Les services d’urgence de Prescott-Russell mettront en place ce moyen de pression à compter du 4 juin afin de demander au gouvernement provincial de trouver une solution au nombre élevé d’appels qu’ils reçoivent des villes avoisinantes.

Depuis 2016, ces dernières ne sont plus tenues de payer pour les services d’urgence des autres territoires.

À force de répondre à des appels d’urgence à Ottawa et à Cornwall, les services paramédicaux de Prescott-Russell perdent jusqu’à 1,5 million $ par année.

Or, pour le directeur des Services d’urgence de Prescott-Russell, Michel Chrétien, il ne s’agit pas seulement d’un problème financier.

« C’est le fait aussi qu’on n’offre pas le même service. Moi, je fais mon plan selon mon volume d’appels, le nombre de véhicules que j’ai, pour répondre à la population que j’ai. Mais quand j’en perds plusieurs à Ottawa, ça déséquilibre complètement mon système. C’est très frustrant. »

Mais ce qui est encore plus frustrant, c’est que personne ne semble s’intéresser à ce problème, juge M. Chrétien. « Ça fait trois ans qu’on tente de trouver une solution. Ottawa et le ministère de la Santé de l’Ontario ne coopèrent pas. Ils ne veulent pas travailler avec nous, ils ne nous répondent même pas. C’est pour ça qu’on a décidé d’augmenter la pression. »

L’arrivée du nouveau gouvernement provincial avait semé un peu d’espoir, puisque certains nouveaux élus avaient communiqué leur intérêt de se pencher sur ce dossier. Mais depuis le congrès de l’Association des municipalités rurales de l’Ontario (ROMA), en janvier, silence radio.

« Ils ne nous sont jamais revenus après ROMA. Ils n’ont jamais retourné nos appels, aucune réponse, ils ne répondent même pas à nos courriels. »

Amendes ?

Le directeur général des Services d’urgence indique que les CUPR sont prêts à défendre leur cause en justice, le cas échéant.
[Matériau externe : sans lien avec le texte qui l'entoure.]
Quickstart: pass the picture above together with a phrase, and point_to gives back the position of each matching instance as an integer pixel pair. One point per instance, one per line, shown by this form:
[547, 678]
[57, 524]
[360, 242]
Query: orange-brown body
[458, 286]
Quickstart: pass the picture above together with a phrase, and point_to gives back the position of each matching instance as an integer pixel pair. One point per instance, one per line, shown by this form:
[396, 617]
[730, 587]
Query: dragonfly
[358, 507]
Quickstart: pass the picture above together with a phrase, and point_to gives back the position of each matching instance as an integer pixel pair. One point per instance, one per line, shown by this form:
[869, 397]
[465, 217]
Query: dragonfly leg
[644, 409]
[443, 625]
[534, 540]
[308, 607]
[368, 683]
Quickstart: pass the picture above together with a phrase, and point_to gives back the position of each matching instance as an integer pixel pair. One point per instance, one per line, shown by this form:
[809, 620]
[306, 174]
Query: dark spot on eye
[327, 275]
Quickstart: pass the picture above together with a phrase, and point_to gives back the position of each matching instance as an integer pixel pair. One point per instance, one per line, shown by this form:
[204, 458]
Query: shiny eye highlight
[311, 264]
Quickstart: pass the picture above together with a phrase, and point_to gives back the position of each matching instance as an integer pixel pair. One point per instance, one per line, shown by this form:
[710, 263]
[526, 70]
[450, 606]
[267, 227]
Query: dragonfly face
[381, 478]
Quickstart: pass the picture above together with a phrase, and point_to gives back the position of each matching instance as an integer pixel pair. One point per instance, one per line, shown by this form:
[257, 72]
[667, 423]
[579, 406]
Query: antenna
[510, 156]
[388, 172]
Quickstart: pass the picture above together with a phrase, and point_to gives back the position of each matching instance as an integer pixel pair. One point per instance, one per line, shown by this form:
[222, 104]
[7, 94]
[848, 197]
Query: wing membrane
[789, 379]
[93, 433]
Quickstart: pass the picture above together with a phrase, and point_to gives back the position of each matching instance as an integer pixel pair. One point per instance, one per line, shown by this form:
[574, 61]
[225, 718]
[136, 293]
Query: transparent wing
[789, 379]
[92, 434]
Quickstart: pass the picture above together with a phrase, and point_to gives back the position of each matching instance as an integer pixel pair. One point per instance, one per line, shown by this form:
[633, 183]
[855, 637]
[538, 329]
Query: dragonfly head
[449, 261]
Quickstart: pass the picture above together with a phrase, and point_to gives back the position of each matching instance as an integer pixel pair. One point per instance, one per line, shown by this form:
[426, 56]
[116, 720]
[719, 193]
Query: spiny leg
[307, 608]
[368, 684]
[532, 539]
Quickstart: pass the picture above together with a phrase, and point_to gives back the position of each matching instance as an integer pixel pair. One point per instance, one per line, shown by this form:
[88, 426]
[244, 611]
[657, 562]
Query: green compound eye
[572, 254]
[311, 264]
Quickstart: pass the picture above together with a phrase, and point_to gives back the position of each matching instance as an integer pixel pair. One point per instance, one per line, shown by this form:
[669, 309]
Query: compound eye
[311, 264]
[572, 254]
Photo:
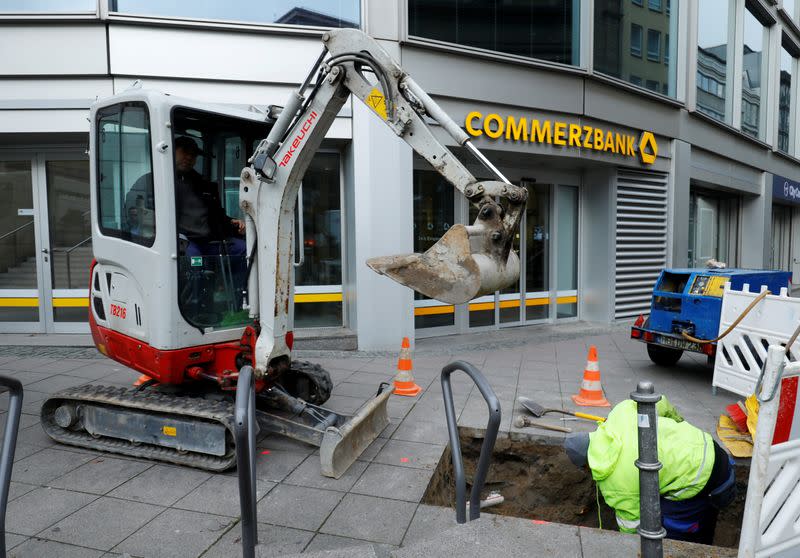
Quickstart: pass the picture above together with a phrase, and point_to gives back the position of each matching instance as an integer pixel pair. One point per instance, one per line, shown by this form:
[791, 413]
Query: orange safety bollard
[404, 381]
[591, 394]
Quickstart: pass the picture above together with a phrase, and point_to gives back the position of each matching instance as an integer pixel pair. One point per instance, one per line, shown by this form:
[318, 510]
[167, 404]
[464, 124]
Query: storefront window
[712, 59]
[631, 42]
[713, 228]
[318, 282]
[47, 6]
[315, 13]
[785, 100]
[567, 252]
[752, 64]
[433, 216]
[545, 30]
[537, 251]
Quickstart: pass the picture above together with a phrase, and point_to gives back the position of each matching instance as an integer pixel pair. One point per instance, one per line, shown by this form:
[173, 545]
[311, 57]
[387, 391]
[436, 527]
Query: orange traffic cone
[591, 394]
[404, 381]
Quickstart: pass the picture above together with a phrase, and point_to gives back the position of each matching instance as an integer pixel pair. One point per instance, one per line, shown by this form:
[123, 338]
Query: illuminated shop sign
[785, 189]
[567, 134]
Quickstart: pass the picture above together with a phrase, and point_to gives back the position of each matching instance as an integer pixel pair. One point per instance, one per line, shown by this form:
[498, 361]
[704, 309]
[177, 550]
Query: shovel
[539, 411]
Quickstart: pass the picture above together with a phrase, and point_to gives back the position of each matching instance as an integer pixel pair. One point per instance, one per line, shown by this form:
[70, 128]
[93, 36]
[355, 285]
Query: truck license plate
[682, 344]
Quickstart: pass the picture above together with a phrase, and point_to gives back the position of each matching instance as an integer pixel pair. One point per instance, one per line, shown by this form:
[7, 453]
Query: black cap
[577, 447]
[187, 144]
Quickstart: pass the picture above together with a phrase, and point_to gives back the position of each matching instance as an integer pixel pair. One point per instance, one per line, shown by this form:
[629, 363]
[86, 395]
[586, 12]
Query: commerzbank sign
[566, 134]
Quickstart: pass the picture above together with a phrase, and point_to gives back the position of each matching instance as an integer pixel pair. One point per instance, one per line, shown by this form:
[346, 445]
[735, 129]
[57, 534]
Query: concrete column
[679, 204]
[755, 227]
[382, 201]
[597, 245]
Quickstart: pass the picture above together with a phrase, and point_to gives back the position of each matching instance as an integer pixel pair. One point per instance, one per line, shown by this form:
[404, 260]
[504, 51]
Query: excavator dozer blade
[446, 271]
[341, 445]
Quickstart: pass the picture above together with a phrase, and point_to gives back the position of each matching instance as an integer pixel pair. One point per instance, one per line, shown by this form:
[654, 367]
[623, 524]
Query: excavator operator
[201, 218]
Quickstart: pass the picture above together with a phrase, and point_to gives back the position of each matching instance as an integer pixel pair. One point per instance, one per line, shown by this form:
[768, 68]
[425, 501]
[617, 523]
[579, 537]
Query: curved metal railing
[9, 445]
[245, 430]
[455, 443]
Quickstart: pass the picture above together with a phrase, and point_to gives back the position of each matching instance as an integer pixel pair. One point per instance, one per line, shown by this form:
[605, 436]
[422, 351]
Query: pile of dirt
[539, 482]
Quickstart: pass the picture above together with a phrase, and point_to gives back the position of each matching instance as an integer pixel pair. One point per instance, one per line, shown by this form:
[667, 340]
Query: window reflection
[317, 13]
[751, 74]
[631, 42]
[784, 100]
[545, 29]
[712, 58]
[48, 6]
[433, 216]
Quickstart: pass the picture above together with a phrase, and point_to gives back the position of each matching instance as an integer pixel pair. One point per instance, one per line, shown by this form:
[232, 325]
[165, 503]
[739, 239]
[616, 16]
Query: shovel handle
[588, 416]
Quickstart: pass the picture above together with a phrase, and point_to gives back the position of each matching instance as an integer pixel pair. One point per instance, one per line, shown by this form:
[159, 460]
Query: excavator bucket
[341, 445]
[449, 270]
[446, 271]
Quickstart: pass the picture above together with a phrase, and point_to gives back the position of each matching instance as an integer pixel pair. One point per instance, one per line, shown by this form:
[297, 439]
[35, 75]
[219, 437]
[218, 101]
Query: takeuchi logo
[554, 132]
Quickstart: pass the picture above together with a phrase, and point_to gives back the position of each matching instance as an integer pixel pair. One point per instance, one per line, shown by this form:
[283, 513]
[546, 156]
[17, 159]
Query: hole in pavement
[539, 482]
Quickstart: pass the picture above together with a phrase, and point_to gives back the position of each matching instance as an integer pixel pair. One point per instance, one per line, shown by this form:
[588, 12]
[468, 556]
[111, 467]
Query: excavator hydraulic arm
[468, 261]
« Le ministère pourrait intervenir, ils ont des options. Ils pourraient nous mettre à l’amende, nous accuser de toutes sortes de choses. Je ne sais pas quelle stratégie ils vont prendre, mais nous, on est prêts. Les avocats ont été embauchés, on est convaincu qu’on a une raison d’être. Mais en fin de compte, on aimerait simplement qu’ils nous appellent, pour discuter, pour résonner, pour travailler ensemble. Au moins, répondez-nous. »

Ottawa

L’homologue de M. Chrétien à Ottawa a pour sa part tenu à préciser que ce conflit est entre Prescott-Russell et le ministère de la Santé de l’Ontario, et non avec la Ville d’Ottawa.

« Le ministère leur a dit que ce serait illégal. Nous, on observe, on ne participe pas à ce débat-là », a indiqué le directeur général des Services de protection et d’urgence de la Ville d’Ottawa, Anthony Di Monte.